As dire as the situation was, the study didn''t affect planning policy much. Subdivisions slid merrily through the approval process--until two months ago, when the planning commission voted 9-0 to nix a 26-lot subdivision called Rancho Roberto that had the misfortune of sitting atop a "zero recharge area." In areas such as those, water seeps back into the aquifer so slowly as to be imperceptible; once the water''s gone, it''s gone. At first blush, planning staff had recommended that Rancho Roberto be approved. But, Lacy says, the planning commission decided that "Enough is enough." Planning staff drew up the ordinance and the commission approved it on August 30.
North County resident and moratorium supporter Carolyn Anderson is just one of many people who will be crossing her fingers at the supes'' meeting this Tuesday, Sept. 19. "If they continue to put more straws in that punch bowl, we''ll all be at risk," she says of the depleted aquifer. "We could run out of water, and we don''t know when that will happen. The county has an obligation to provide for the people who are already here."
Anderson, who insists she''s not anti-development, heads an advisory group called the Citizens Oversight Committee. Its task is to provide feedback to the county as it revamps its general plan. She says the group''s formation indicates that changes are afoot in North County. "We''ve been sort of a sleeping giant, I think, and now we''re waking up," she says. "We''re the folks who in years past got the wrecking yards and dumping grounds. But things have changed and we''ve become a more upscale area. We''re not hillbillies anymore."

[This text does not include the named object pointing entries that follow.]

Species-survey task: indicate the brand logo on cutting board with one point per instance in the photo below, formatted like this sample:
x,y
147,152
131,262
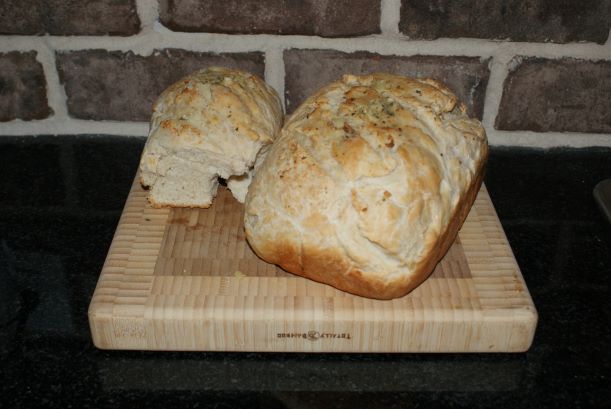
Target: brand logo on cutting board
x,y
314,335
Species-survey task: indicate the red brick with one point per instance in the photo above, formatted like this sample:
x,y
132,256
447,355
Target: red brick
x,y
327,18
23,88
120,86
309,70
558,21
557,95
69,17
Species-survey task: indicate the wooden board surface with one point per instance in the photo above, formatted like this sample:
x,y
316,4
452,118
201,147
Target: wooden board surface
x,y
186,279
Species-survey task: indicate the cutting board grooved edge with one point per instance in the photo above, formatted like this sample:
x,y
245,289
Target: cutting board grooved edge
x,y
173,279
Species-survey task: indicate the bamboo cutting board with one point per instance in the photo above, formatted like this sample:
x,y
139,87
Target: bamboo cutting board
x,y
186,279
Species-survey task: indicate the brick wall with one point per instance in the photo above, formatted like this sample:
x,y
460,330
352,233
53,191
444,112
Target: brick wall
x,y
537,72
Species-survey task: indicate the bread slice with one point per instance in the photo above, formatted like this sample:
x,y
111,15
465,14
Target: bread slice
x,y
210,124
368,184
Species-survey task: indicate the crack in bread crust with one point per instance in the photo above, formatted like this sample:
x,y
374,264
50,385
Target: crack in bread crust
x,y
405,187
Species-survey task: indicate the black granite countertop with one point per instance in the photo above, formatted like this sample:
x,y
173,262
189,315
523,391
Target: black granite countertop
x,y
60,201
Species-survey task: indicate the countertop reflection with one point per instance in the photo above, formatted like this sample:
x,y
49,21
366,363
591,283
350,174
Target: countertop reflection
x,y
61,198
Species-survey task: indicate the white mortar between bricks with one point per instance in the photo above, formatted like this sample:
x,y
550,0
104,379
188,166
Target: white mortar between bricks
x,y
155,36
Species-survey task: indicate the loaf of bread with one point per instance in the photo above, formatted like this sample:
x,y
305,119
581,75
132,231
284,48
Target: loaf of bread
x,y
368,184
213,123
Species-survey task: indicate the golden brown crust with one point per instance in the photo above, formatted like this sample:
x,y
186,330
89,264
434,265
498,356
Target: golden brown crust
x,y
214,122
367,185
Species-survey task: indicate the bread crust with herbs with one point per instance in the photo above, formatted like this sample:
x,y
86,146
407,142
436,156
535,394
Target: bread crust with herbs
x,y
368,184
212,123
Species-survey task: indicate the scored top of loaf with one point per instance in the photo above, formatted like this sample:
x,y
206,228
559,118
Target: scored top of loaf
x,y
362,188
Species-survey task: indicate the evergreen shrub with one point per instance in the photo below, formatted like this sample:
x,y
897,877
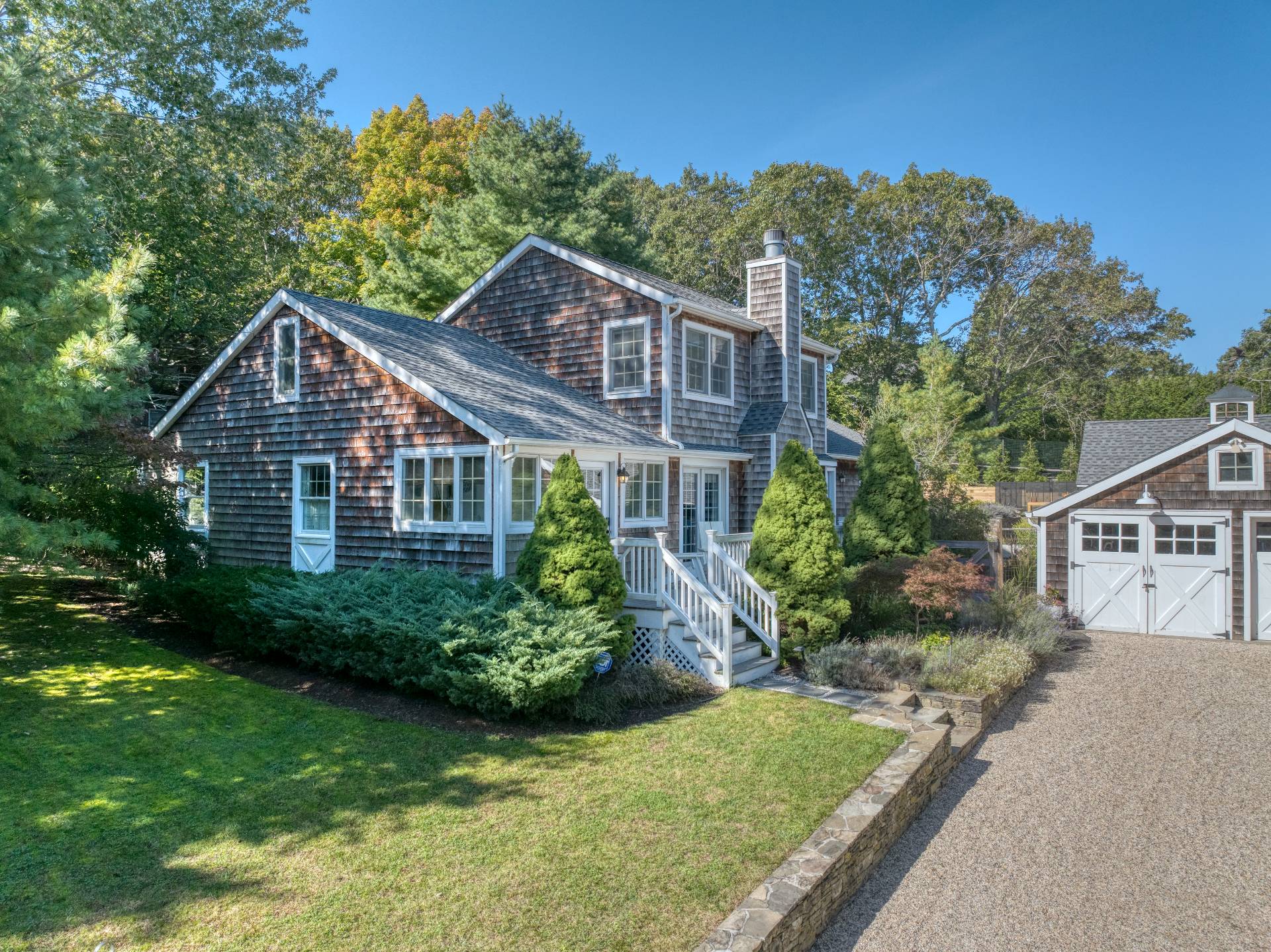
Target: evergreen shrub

Pro-development attorneys are, predictably, attacking the ordinance. They would like to change the language so it prohibits only projects that would "intensify" water use, not all projects that would use water, period. Because agriculture uses far more water than housing, that change in wording would allow ag land to be converted to subdivisions--precisely what Anderson''s group is trying to prevent.
But the argument in favor of changing the language sounds as green as the fields as it rolls off the tongue of John Bridges, an attorney for Fenton & Keller who plans to petition the board of supervisors on Tuesday. It''s all about ecologically sound planning, to hear him talk about it. "If you have a five-acre parcel to grow strawberries on, if that''s residentially zoned land and the owner decides he wants to build two houses, those houses would use a lot less water than strawberries," he says. "If what you''re concerned about is water use, then why would you oppose something that would decrease water use?"
Not that simple, says Anderson. "The ag community does use a lot of water," she concedes. "However, taking ag land out of production and converting it to residential is a grave mistake, because once families are there they''ll be thirsty no matter whether there''s water there or it''s a dry year. You can fallow a field; you can''t fallow a family."
Fran Farina, a land-use attorney who has fought on the conservation side of several county water issues, says that language is code for "laissez-faire." "Having language about ''no intensification'' means ''maintain the status quo,''" she says. "And ''maintain the status quo'' should be an unacceptable solution to the situation."
The board of supervisors is probably closer than it''s ever been to approving such an ordinance. Last week the supes voted unanimously to pass an ordinance requiring developers to show proof of water before even beginning the approval process for a subdivision. As Anderson says, "We''re all in this together, and we all have to find a solution."